While the young and well-watered pods fixed CO2 from the atmosphere outside the pod, the rates of gas exchange were at best only 5% of those in subtending leaves. This suggests that the gas exchange by the pod is only a minor contributor to seed filling in chickpea. Saxena and Sheldrake also came to the same conclusion from experiments in which chickpea pods were exposed to full sunlight during seed filling (Saxena and Sheldrake, 1980). According to Flinn et al., the fruit's respiratory output at night in the well-watered field pea was always in excess of its daytime gain of CO2 from the atmosphere so that overall it was in negative balance for carbon throughout its life (Flinn et al., 1977). Low carbon fixation by pods has also been reported in common bean (Crookston et al., 1974), and rapeseed (Singh, 1995). Sheoran et al. found that covering the pod with aluminium foil from day 3 after flowering reduced seed dry weight by 20% and concluded that the pod CO2 exchange contributed 20% to the seed yield (Sheoran et al., 1987). This conclusion assumes that all the CO2 uptake by the pod is utilized for seed growth, whereas in early pod development most of the dry matter is used for the growth of pod wall (Davies et al., 1999). In addition, when the pod is covered, not only fixation of atmospheric CO2 is inhibited, but also any CO2 recycling inside the pod would be reduced.
The measurements in this study indicate that the gas exchange with the atmosphere by the pods is unlikely to compensate for the stress-induced reduction in current assimilate for seed growth. As a previous study has shown that the carbon accumulated during vegetative growth by the pod wall, leaves, stems, and roots and redistributed to the seed contributed only 20% of the carbon in the seed (Davies et al., 2000), there is still a considerable proportion of carbon needed for seed growth that is unaccounted for from these sources. Previous studies have suggested that the inner epidermis of the pod wall in well-watered pulses and the embryo of rapeseed is effective in refixing CO2 respired by the seeds (Flinn and Pate, 1970; Flinn et al., 1977; Sheoran et al., 1987; King et al., 1998), thereby reducing losses of carbon by respiration. In common bean, the total CO2-fixing capacity through recycling within the pod was estimated to be 26% of that of the subtending leaf (Crookston et al., 1974), and in field pea the inner pod wall was estimated to be capable of refixing 66% of the CO2 released by the seeds into the gas space in the light (Atkins et al., 1977). However, studies have not previously been undertaken in pods of water-stressed pulses. In Experiment 2, the CO2 concentration inside the pods changed diurnally, showing high values at 06.00 h (predawn) and 18.00 h (sunset), but lower values during the day particularly in the morning. The decrease of CO2 concentration inside the pods during the day clearly resulted from CO2 fixation within the pod and not by the leakage to the external atmosphere since the pod showed positive net CO2 gain from the atmosphere at times when the CO2 concentration inside the pod was decreasing. The decrease in CO2 between 06.00 h and 09.00 h in Experiment 2 indicates that the pods fixed 0.9 µg carbon per pod during this 3 h period. The fixation at this rate occurred in both the WW and WS plants. Indeed, the rate of CO2 recycling (gross photosynthesis) inside the pod of 0.7–1.0 µmol g-1 s-1 near midday in the WW and WS plants, respectively, compares favourably with the rate of net photosynthesis of 0.8 µmol g-1 s-1 in the leaves of the WW chickpea when measured at the same time of day and expressed on the same dry weight basis.

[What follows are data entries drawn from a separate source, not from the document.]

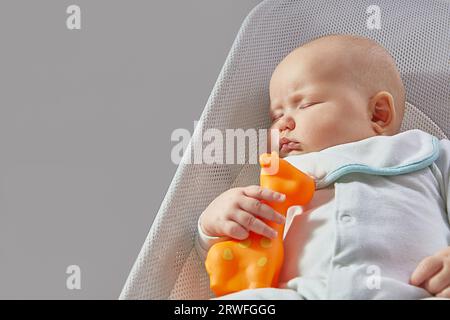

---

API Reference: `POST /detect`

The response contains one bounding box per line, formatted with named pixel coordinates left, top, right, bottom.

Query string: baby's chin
left=279, top=150, right=308, bottom=158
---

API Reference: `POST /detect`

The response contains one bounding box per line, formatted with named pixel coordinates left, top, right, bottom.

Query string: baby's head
left=270, top=35, right=405, bottom=157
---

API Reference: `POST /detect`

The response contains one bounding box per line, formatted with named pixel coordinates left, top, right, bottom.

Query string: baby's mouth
left=280, top=142, right=301, bottom=152
left=280, top=138, right=302, bottom=153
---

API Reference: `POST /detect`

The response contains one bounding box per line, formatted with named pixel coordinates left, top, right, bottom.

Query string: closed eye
left=298, top=102, right=320, bottom=109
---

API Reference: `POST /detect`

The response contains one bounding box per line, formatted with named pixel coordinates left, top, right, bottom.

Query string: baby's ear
left=369, top=91, right=396, bottom=135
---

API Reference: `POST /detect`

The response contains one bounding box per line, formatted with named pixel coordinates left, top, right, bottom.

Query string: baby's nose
left=280, top=115, right=295, bottom=130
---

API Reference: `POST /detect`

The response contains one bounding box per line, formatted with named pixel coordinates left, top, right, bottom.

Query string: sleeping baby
left=196, top=35, right=450, bottom=299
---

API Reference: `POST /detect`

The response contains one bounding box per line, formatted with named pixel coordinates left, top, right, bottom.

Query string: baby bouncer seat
left=120, top=0, right=450, bottom=299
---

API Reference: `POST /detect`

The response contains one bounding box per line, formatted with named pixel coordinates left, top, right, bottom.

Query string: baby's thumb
left=228, top=221, right=248, bottom=240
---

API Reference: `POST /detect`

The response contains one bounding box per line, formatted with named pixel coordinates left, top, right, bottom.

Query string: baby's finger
left=410, top=256, right=442, bottom=286
left=423, top=264, right=450, bottom=294
left=243, top=185, right=286, bottom=202
left=232, top=210, right=278, bottom=238
left=238, top=197, right=286, bottom=224
left=436, top=287, right=450, bottom=298
left=222, top=220, right=249, bottom=240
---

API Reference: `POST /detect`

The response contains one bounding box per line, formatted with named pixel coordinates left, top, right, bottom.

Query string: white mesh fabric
left=120, top=0, right=450, bottom=299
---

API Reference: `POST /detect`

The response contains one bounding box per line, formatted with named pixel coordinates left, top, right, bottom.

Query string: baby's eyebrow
left=270, top=90, right=305, bottom=110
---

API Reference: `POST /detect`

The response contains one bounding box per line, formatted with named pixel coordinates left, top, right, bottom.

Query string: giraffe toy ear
left=259, top=151, right=280, bottom=175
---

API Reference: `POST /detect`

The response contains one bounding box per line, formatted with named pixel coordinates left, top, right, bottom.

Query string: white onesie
left=196, top=130, right=450, bottom=299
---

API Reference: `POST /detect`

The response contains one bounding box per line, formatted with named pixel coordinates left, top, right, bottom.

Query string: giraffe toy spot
left=238, top=238, right=252, bottom=249
left=222, top=248, right=233, bottom=260
left=259, top=238, right=272, bottom=249
left=256, top=257, right=267, bottom=267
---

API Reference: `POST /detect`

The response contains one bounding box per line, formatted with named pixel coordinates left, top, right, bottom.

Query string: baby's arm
left=435, top=139, right=450, bottom=224
left=410, top=139, right=450, bottom=298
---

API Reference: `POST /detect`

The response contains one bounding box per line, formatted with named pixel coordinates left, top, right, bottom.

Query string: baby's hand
left=199, top=185, right=286, bottom=240
left=410, top=247, right=450, bottom=298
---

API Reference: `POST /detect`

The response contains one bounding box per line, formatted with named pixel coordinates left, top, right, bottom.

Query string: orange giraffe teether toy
left=205, top=151, right=315, bottom=297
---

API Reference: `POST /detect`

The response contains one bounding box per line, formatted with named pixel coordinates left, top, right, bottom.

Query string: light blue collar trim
left=285, top=129, right=439, bottom=189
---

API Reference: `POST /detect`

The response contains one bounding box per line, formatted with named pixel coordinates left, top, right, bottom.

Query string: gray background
left=0, top=0, right=260, bottom=299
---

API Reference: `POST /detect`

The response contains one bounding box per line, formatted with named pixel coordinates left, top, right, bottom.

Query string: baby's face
left=270, top=48, right=376, bottom=157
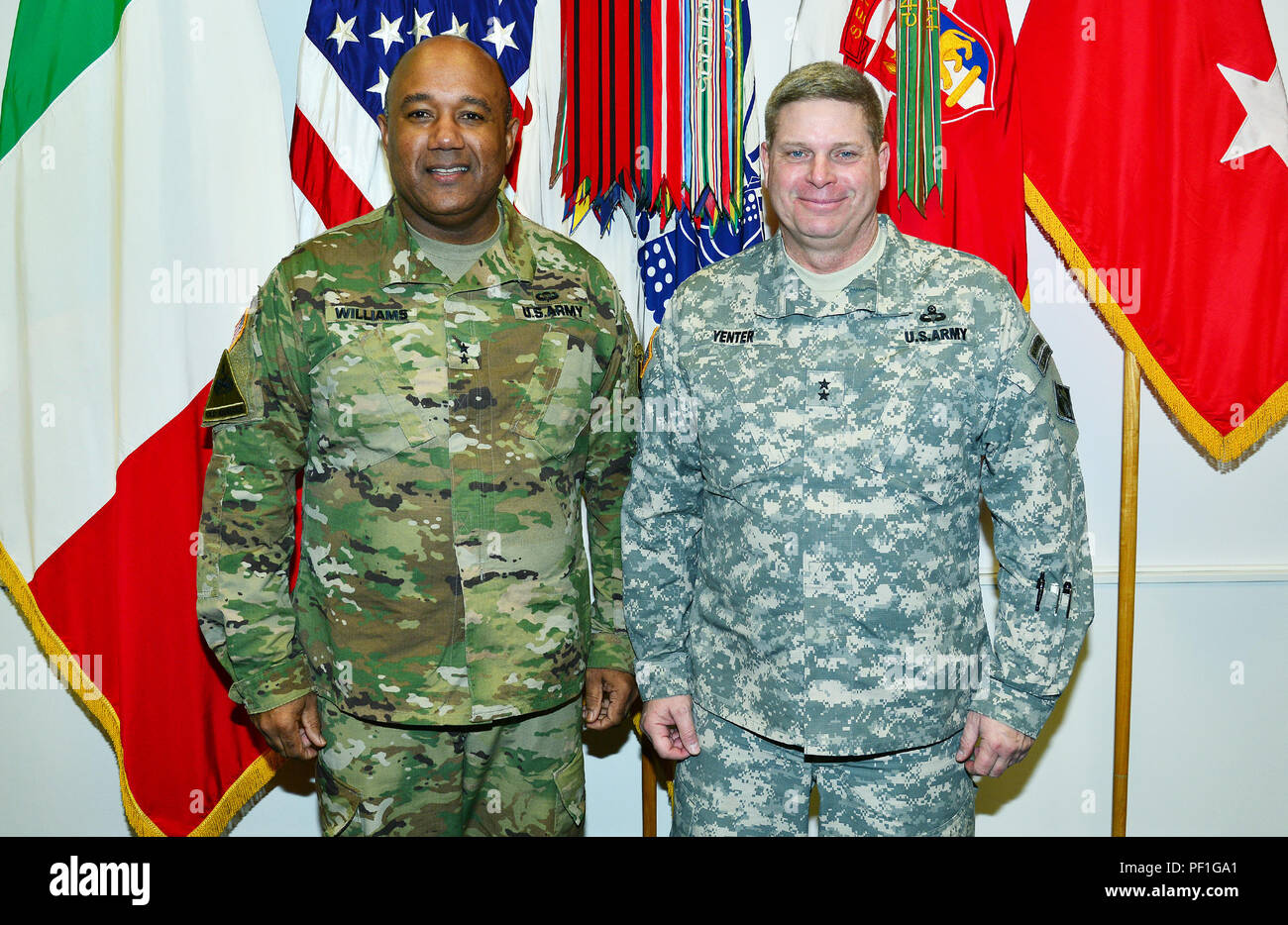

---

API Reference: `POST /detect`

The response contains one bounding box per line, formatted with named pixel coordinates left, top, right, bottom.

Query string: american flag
left=291, top=0, right=537, bottom=240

The similarity in carbon fixation inside the pod of WW and WS plants was also seen after 13CO2 was injected into the cavity of young pods, suggesting that the recycling of CO2 in the pod was unaffected when chickpea plants were subjected to water-stress. Indeed, the detailed diurnal studies of CO2 concentrations inside the pod in Experiment 3 showed that gross photosynthesis inside the pods was at least as high in the WS than as the WW plants, possibly as a result of the higher internal rates of respiration arising from the faster rates of initial seed growth in the WS pods (Davies et al., 1999). Covering the pods to generate high initial CO2 concentrations inside the pods resulted in high CO2 fixation rates in both the WW and WS plants. The linear relationship between gross photosynthesis and initial CO2 concentration inside the pods (Fig. 5) suggests that the internal CO2 recycling was very efficient and the low rate of respiration of the external pod wall in the dark (Fig. 1) suggests that there is a high resistance to CO2 diffusion within the pod wall itself. The recycling of CO2 inside the pod under water-stressed conditions presumably reduced carbon losses to the atmosphere and increased the utilization of carbon, allowing continued seed growth even though the plants were subjected to terminal drought. However, the re-fixation of CO2 respired by the seeds depends on a supply of carbon from elsewhere, such as the redistribution from the leaves and stems (Davies et al., 2000) and from the low but positive rates of photosynthesis in the leaves of water-stressed chickpea that were observed in this study and in the field (Leport et al., 1998, 1999).
The efficiency of CO2 recycling within the pods, even when plants were water-stressed, may be related to the morphology and water relations of the pod and seed. The high density of chloroplasts in the inner epidermis, the thin cuticle and the dome-shaped outer contours of the epidermal cells of the internal pod wall in field pea have been interpreted as specializations for photoassimilation of CO2 from the pod cavity (Atkins et al., 1977). While the inner epidermis of the chickpea pod wall does not have any stomata on its surface and the data suggest that there is a high resistance to diffusion of CO2 in the pod wall, the 13C study showed that the pod wall initially fixed about 80% of the carbon and over time this carbon was redistributed to the seed. The redistribution of 10% of the 13C from the pod wall to the seed over the first 6 d supports the previous observation that pod walls contribute to seed filling during rapid seed growth in chickpea, particularly in water-stressed chickpea (Davies et al., 1999).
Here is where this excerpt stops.